Research Summary

Massively Parallel High Throughput Single Cell Intracellular Delivery Using Light Pulses

Cells are the most fundamental building block in our day to day life. However cells to cells or cells to environment interaction are still unknown.  To understand cellular interaction with each other, ensemble measurement of millions of cells together can provide average information. For example, any omics analysis in bulk population is informative, however it is not enough to understand detail about cellular heterogeneity characteristics and molecular dynamics. The conventional cellular characteristics can provide high percentage of cell death and nonuniform transfection by using any chemical and physical methods, which are unable to characterize cellular function precisely.  On the other hand uniform single cell intracellular transfection is an important mean in cell biology and therapeutic development.  From last decade single cell phtoporation platform came into frontier research for high efficient intracellular delivery.  However, none of the techniques can provide precise uniform delivery into single cells and their throughputs are very limited.

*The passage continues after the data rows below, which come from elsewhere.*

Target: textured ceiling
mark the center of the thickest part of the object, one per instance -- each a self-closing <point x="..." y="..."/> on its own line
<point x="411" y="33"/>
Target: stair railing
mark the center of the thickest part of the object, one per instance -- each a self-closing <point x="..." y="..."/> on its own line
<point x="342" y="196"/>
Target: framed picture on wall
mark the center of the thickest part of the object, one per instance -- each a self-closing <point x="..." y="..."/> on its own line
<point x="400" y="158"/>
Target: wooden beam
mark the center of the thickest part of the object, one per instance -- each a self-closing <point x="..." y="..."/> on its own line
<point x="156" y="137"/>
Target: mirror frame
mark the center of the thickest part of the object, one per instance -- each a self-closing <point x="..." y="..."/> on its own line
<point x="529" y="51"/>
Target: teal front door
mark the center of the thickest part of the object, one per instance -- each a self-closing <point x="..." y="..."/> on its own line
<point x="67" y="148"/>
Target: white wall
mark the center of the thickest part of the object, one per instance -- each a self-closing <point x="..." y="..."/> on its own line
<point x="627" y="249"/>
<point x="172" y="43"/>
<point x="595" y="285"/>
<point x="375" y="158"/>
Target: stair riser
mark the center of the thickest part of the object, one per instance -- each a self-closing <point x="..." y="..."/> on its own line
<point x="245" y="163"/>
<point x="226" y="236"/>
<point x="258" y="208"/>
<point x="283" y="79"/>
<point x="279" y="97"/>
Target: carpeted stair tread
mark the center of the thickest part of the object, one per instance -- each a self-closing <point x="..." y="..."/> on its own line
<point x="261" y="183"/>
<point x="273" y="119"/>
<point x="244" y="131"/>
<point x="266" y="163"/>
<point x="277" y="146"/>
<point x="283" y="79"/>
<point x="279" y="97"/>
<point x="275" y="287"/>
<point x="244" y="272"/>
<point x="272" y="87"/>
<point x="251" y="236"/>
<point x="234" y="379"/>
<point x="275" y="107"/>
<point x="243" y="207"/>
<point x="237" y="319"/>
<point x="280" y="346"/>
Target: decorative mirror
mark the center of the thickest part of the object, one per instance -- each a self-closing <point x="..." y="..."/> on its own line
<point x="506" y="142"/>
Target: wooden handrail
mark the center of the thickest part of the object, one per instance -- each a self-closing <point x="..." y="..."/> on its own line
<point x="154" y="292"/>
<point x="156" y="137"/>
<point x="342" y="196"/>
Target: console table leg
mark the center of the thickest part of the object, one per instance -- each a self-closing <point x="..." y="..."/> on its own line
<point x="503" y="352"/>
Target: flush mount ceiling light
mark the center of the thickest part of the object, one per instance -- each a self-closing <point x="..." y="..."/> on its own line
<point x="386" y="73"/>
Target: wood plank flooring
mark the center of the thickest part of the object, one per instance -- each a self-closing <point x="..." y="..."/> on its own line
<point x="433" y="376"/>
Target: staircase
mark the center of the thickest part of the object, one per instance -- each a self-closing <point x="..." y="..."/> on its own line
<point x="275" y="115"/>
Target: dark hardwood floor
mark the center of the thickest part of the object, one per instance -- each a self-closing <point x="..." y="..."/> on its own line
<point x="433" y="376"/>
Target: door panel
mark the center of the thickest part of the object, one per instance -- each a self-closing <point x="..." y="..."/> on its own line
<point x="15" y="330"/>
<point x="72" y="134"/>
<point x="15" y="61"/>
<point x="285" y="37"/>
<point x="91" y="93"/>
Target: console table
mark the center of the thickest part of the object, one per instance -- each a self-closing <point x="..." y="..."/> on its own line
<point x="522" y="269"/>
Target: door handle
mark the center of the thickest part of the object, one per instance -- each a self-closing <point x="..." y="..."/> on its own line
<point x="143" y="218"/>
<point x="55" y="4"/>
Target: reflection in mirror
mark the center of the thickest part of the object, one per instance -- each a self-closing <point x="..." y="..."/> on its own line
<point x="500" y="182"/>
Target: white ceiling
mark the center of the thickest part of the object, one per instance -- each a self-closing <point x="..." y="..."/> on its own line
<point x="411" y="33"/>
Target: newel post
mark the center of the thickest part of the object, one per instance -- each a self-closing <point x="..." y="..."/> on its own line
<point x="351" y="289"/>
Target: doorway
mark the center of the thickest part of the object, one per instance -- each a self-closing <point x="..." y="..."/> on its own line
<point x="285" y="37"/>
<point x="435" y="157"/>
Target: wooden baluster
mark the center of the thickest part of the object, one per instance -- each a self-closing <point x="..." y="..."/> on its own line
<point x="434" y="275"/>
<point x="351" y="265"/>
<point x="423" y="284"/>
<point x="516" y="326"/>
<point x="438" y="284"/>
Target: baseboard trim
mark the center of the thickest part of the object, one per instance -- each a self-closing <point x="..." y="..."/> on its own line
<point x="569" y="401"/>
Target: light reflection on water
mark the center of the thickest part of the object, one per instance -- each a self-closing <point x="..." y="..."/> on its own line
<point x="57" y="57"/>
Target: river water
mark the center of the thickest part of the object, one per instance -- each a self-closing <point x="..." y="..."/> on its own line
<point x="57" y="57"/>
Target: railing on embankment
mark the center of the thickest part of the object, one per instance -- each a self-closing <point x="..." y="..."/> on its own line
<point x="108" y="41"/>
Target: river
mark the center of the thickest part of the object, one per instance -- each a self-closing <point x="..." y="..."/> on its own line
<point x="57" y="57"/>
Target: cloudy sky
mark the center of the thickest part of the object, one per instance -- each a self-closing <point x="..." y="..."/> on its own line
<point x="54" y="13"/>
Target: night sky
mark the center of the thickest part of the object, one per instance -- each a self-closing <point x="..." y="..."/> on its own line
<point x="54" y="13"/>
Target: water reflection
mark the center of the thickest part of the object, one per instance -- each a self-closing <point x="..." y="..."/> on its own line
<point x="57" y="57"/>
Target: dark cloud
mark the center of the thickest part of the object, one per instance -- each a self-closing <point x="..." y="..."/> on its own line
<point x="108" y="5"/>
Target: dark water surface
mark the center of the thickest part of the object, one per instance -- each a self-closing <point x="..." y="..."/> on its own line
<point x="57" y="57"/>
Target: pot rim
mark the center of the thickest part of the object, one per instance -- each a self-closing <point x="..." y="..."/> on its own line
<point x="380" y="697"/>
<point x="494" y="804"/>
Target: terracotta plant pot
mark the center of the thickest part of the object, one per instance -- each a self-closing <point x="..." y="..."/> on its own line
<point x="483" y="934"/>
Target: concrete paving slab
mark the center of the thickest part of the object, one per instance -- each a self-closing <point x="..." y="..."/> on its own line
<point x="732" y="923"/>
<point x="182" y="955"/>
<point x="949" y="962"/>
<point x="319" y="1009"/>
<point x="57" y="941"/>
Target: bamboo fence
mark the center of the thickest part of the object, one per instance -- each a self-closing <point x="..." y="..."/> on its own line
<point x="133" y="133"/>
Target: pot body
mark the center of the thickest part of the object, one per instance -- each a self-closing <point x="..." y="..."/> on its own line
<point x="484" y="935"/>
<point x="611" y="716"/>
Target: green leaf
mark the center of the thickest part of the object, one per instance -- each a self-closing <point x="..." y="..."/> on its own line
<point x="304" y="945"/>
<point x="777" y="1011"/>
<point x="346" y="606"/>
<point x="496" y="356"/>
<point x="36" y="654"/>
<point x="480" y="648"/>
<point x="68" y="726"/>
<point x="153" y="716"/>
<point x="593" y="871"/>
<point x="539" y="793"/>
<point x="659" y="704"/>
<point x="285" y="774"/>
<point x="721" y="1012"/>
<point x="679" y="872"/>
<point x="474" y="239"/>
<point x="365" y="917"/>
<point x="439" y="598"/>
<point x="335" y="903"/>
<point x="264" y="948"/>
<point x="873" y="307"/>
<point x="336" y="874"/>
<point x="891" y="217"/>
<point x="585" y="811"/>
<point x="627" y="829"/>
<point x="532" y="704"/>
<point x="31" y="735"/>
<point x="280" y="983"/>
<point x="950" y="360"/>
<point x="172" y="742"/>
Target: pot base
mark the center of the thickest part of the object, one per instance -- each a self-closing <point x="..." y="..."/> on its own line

Here, we proposeed Bio-MEMS based compact, easy to use, massively parallel, high throughput single cell photoporation platform, that can  overcome the throughput limitation as well as it can provide precise uniform single cell intracellular transfection with controllable light pulses to achieve high efficiency and high cell viability. The device potentially applicable for single cell therapy and diagnostics.

Our Laboratory mainly focuses on research about Bio-MEMS/Bio-NEMS devices based single cell therapy and diagnostics using different physical methods such as nano-electroporation, photoporation, mechanoporation, thermoporation, magnetoporation and etc.